Four years after its initial passage, lawmakers and lawyers are still talking about — and making pretty big decisions regarding — the Affordable Care Act. Today was a big day for a case that could dramatically affect interpretation of the contraception requirements of the health care mandate, as well as the right of private companies and corporations to invoke religious beliefs in response to federal law.
The justices heard 90 minutes of oral arguments regarding the cases Sebelius v. Hobby Lobby Stores, Inc. and Conestoga Wood Specialties Corp. v. Sebelius. The two challengers claim that because the companies have religious foundations (the owners are Southern Baptist and Mennonite, respectively), they cannot be required to provide insurance that includes birth control they say causes abortions, specifically IUDs and the morning after pill (though most reports refute those claims). The justices will likely rule on the case in June, and it’s hard to predict the outcome after today’s hearings.
As predicted, it appears that Justice Anthony Kennedy will be a swing vote in the case. Justices Scalia, Alito and Thomas appeared to stand with the challengers, as is expected of those conservative justices. All three women justices spoke strongly on the side of the government. They, like 84 percent of women voters in a recent poll, believe women should be able decide when and how to use birth control, not those women’s bosses.

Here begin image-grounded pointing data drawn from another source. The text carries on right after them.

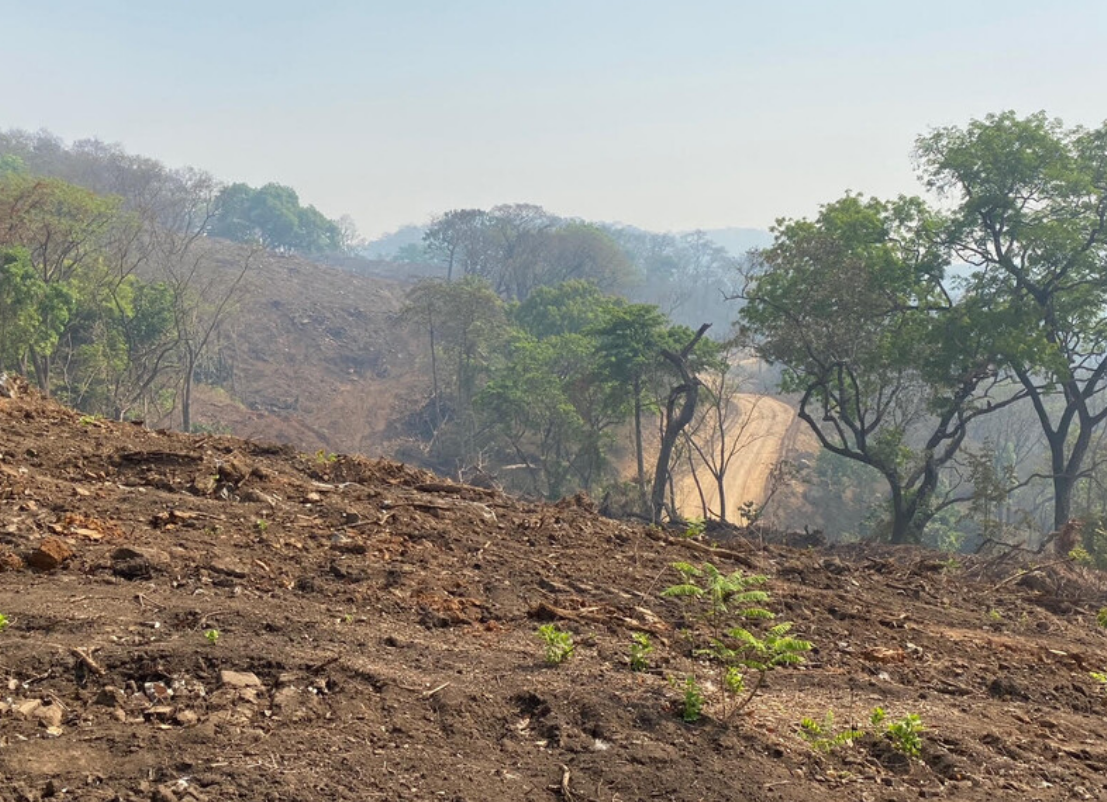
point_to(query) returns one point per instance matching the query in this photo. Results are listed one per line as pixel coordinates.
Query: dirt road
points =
(764, 427)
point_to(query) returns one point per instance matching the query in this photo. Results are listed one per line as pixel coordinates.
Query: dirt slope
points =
(311, 356)
(376, 640)
(765, 424)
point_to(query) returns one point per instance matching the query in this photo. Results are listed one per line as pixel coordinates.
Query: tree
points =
(1031, 218)
(33, 314)
(273, 217)
(64, 230)
(675, 419)
(629, 345)
(855, 308)
(459, 238)
(721, 431)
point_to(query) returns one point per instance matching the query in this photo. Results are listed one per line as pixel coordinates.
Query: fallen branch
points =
(85, 658)
(714, 551)
(1027, 572)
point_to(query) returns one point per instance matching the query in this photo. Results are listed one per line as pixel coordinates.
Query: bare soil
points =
(209, 618)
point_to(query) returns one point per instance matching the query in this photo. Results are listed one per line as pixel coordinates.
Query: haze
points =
(706, 115)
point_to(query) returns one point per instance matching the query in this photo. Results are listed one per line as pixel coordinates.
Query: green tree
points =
(1030, 216)
(33, 314)
(64, 230)
(273, 217)
(629, 343)
(855, 308)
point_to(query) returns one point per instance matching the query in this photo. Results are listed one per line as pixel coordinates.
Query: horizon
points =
(718, 115)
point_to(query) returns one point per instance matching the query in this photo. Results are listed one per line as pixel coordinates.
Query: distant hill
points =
(738, 240)
(386, 245)
(735, 239)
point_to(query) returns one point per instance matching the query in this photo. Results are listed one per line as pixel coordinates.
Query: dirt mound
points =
(208, 618)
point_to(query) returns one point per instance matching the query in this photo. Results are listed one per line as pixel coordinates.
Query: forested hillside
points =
(944, 358)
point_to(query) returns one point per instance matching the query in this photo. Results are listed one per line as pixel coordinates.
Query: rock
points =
(110, 697)
(234, 472)
(228, 566)
(156, 557)
(10, 561)
(157, 692)
(255, 495)
(133, 563)
(50, 716)
(239, 679)
(158, 712)
(164, 793)
(28, 708)
(50, 554)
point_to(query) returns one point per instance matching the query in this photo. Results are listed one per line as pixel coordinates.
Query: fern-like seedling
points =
(906, 734)
(640, 649)
(692, 701)
(824, 736)
(559, 646)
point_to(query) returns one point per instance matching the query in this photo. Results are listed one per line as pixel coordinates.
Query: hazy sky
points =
(668, 115)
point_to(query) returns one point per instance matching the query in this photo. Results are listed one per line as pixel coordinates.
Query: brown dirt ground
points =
(383, 625)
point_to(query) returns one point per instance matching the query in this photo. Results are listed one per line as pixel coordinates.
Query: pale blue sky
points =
(661, 114)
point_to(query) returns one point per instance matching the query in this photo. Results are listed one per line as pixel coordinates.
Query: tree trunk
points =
(638, 439)
(675, 423)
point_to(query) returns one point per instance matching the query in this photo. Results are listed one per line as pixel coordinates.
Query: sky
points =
(665, 115)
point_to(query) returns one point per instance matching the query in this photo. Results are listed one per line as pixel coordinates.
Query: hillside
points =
(314, 355)
(209, 618)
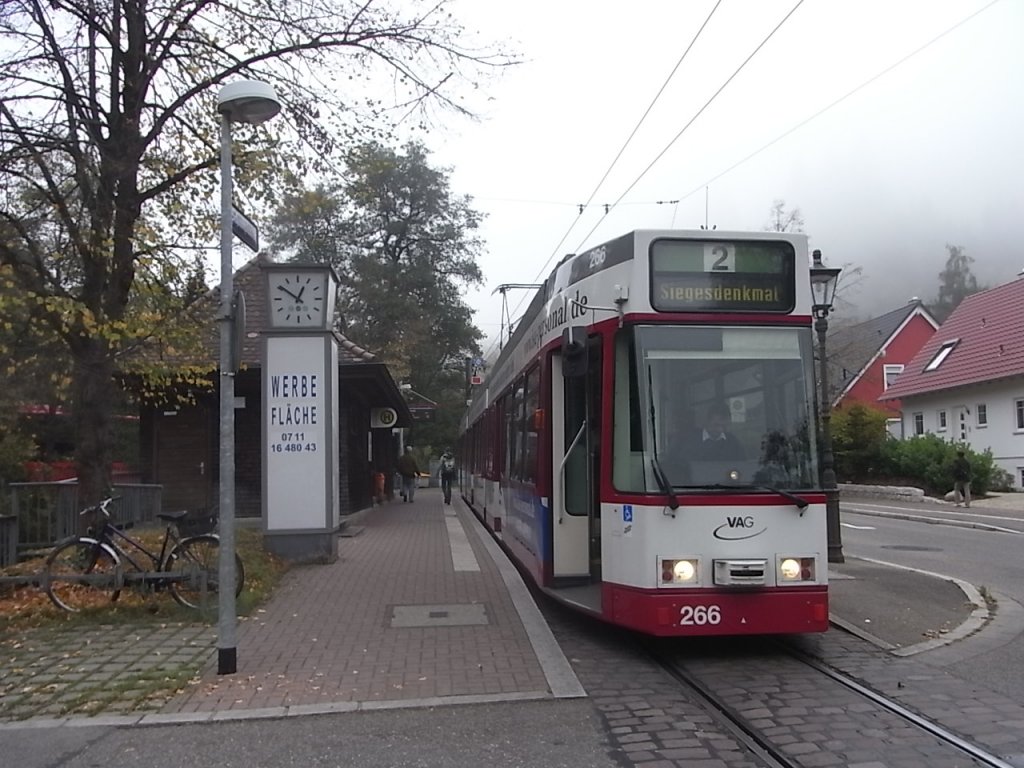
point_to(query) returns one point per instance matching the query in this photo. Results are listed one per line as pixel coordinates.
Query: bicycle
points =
(81, 571)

The New York Times does a good job of breaking down the current state of the ACA and these cases. Pew also has some helpful, more detailed information on the background and context of the case, but I’m most interested in their explanations of the potential affects depending on how the court rules.
If the government prevails and the Supreme Court holds that RFRA does not cover for-profit entities or their owners or managers, the decision would immediately end all religious-liberty-based challenges to the contraception mandate by for-profit businesses. It also would bar businesses from invoking RFRA in lawsuits challenging other laws. Such a ruling would not, however, have any impact on the pending challenges to the contraception mandate by religious nonprofit organizations.

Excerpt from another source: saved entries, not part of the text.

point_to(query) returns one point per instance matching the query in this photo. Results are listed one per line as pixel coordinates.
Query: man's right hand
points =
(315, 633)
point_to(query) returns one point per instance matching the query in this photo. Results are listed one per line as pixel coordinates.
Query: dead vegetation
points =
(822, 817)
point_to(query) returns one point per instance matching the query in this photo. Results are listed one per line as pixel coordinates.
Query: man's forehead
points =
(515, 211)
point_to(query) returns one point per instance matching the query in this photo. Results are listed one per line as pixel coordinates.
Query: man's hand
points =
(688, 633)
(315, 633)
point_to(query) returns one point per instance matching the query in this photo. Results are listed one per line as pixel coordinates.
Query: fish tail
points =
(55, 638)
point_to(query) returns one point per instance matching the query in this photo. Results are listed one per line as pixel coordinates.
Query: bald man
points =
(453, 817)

RFRA is the Religious Freedom Restoration Act, which in 1993 “directs courts to exempt any party who can show that the challenged law or government action substantially burdens his or her religious practice, unless the government shows that the law advances a compelling interest that cannot be achieved without imposing the burden on the person’s free exercise of religion.” One of the big questions in this case is whether private, non-religious corporations have that same right not to follow laws or government acts that burden their religious practice, since the RFRA was designed to protect individuals. But this is a post-Citizens United world. If the court rules in favor of the companies, it would open the door for companies to object to following any laws they feel are contrary to their religion — Kagan pointed out child labor laws, sex discrimination laws, and minimum wage laws as potential targets. Another obvious potential target is federal laws that require equal benefits and protections for queer individuals and couples. Plenty of businesses already want to invoke religion to discriminate against gay people, as was made clear in Arizona last month.

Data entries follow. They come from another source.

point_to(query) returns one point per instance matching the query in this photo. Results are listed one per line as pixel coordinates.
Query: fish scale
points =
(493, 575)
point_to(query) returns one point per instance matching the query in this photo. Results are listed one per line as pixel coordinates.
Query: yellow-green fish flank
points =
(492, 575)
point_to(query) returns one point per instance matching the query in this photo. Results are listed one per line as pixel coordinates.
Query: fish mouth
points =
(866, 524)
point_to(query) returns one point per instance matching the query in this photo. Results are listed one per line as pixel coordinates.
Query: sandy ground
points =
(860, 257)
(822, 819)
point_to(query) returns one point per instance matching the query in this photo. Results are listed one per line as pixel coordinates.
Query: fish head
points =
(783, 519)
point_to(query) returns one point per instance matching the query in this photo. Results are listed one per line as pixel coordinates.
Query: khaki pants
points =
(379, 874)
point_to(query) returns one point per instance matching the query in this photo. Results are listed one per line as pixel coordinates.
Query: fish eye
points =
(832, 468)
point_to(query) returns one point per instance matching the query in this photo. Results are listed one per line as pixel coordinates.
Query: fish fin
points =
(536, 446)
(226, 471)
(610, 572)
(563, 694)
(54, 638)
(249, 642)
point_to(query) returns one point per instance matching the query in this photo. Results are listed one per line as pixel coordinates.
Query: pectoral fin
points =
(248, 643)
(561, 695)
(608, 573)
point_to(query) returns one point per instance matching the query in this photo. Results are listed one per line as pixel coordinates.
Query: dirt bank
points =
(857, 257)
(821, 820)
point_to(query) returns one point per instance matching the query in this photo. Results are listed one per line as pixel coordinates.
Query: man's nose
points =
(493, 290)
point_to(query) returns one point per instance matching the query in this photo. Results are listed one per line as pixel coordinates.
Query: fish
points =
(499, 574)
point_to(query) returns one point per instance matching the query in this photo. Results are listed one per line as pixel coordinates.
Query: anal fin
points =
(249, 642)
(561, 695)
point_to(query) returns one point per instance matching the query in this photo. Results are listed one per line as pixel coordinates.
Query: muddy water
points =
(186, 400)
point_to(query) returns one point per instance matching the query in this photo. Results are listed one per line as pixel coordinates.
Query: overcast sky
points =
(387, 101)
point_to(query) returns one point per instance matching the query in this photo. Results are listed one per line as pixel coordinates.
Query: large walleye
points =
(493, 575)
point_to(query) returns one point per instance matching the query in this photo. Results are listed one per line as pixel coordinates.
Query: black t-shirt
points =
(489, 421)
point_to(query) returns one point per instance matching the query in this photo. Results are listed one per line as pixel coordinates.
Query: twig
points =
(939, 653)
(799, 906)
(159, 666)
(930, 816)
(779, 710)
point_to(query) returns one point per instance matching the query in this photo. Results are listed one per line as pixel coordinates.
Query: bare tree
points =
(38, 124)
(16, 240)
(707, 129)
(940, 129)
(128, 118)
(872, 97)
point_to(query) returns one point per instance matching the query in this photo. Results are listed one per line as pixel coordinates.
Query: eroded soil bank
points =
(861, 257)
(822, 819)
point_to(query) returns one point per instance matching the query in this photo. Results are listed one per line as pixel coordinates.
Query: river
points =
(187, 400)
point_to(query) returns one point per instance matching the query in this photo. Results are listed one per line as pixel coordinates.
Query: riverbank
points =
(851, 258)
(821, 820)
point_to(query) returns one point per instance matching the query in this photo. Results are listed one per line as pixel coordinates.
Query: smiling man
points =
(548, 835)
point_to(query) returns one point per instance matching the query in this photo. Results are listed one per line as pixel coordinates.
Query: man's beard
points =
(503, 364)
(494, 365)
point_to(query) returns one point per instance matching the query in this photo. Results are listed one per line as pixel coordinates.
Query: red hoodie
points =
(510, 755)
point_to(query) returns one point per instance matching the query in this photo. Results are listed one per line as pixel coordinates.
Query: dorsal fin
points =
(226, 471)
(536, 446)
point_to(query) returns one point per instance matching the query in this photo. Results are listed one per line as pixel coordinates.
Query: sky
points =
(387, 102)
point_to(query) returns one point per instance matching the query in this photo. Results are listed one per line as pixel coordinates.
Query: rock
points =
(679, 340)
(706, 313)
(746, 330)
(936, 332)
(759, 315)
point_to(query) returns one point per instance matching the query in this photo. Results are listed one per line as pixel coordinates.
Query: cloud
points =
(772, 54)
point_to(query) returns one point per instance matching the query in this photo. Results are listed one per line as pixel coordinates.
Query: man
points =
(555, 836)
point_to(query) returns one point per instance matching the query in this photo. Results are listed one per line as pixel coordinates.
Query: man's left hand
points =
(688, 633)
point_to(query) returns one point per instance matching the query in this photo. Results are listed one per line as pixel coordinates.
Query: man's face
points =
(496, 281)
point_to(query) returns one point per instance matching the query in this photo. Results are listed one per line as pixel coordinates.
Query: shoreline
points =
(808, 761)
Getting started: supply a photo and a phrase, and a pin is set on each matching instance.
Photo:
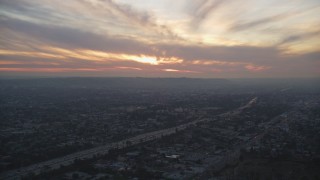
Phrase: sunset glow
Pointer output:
(210, 37)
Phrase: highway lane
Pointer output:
(102, 150)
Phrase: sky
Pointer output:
(160, 38)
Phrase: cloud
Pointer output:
(64, 49)
(242, 26)
(299, 37)
(202, 9)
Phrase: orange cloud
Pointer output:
(255, 68)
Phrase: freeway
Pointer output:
(102, 150)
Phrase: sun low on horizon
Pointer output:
(160, 38)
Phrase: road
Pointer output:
(102, 150)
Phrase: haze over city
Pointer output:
(163, 38)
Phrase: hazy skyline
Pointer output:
(160, 38)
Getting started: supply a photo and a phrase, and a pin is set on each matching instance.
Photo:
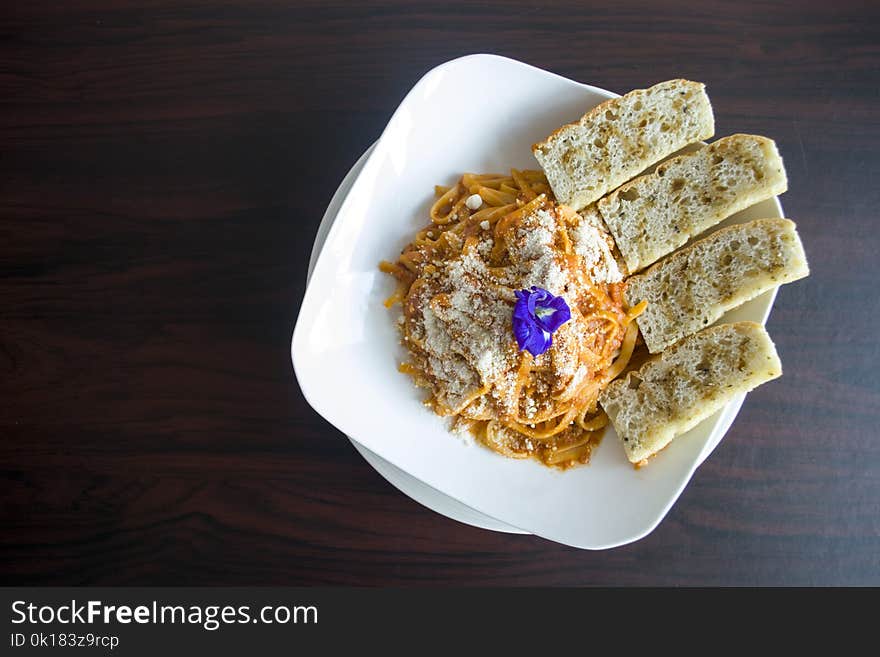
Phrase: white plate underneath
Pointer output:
(405, 483)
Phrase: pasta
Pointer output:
(490, 235)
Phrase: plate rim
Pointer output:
(685, 474)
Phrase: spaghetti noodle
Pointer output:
(489, 236)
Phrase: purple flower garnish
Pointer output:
(536, 315)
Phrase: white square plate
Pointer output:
(476, 113)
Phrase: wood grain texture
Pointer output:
(163, 169)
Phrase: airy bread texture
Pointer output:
(694, 287)
(622, 137)
(686, 384)
(655, 214)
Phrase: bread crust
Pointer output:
(695, 286)
(685, 384)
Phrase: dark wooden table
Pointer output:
(163, 169)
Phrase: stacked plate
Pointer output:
(345, 347)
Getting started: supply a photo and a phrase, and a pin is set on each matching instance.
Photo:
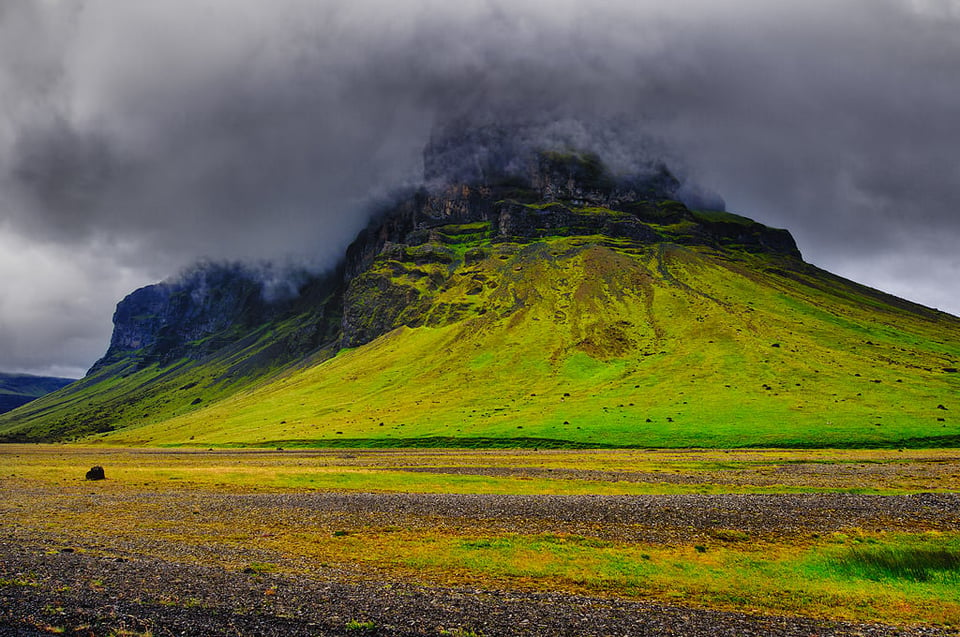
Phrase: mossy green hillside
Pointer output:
(593, 340)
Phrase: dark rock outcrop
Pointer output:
(489, 182)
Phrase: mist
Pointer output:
(138, 138)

Of course, there are all sorts of in between places where the justices could land, some that dramatically expand the scope of religious liberty and others that maintain the status quo. The court could rule, for example, that RFRA does apply to companies but that the birth control provision does not count as a substantial burden because the employer is so far removed from the provision of birth control from insurance company to individual. That would make it hard for the religious non-profits gunning for exemptions to the birth control part of the mandate in other cases to succeed.
The outcome of the case matters greatly not just for women who want to take birth control while working for companies with religious owners, but anyone with a religious employer who wants equal rights and protections under the law. It’s endlessly frustrating to watch corporations and individuals invoke the Constitution and the Gospel to justify discrimination, when both those documents inherently aim to extend freedom and justice to all people. Of course constitutional interpretation is far more complicated than that, but I’m pretty sure the Founding Fathers would be like, “Go home and make a foam picture frame Hobby Lobby, you’re drunk.”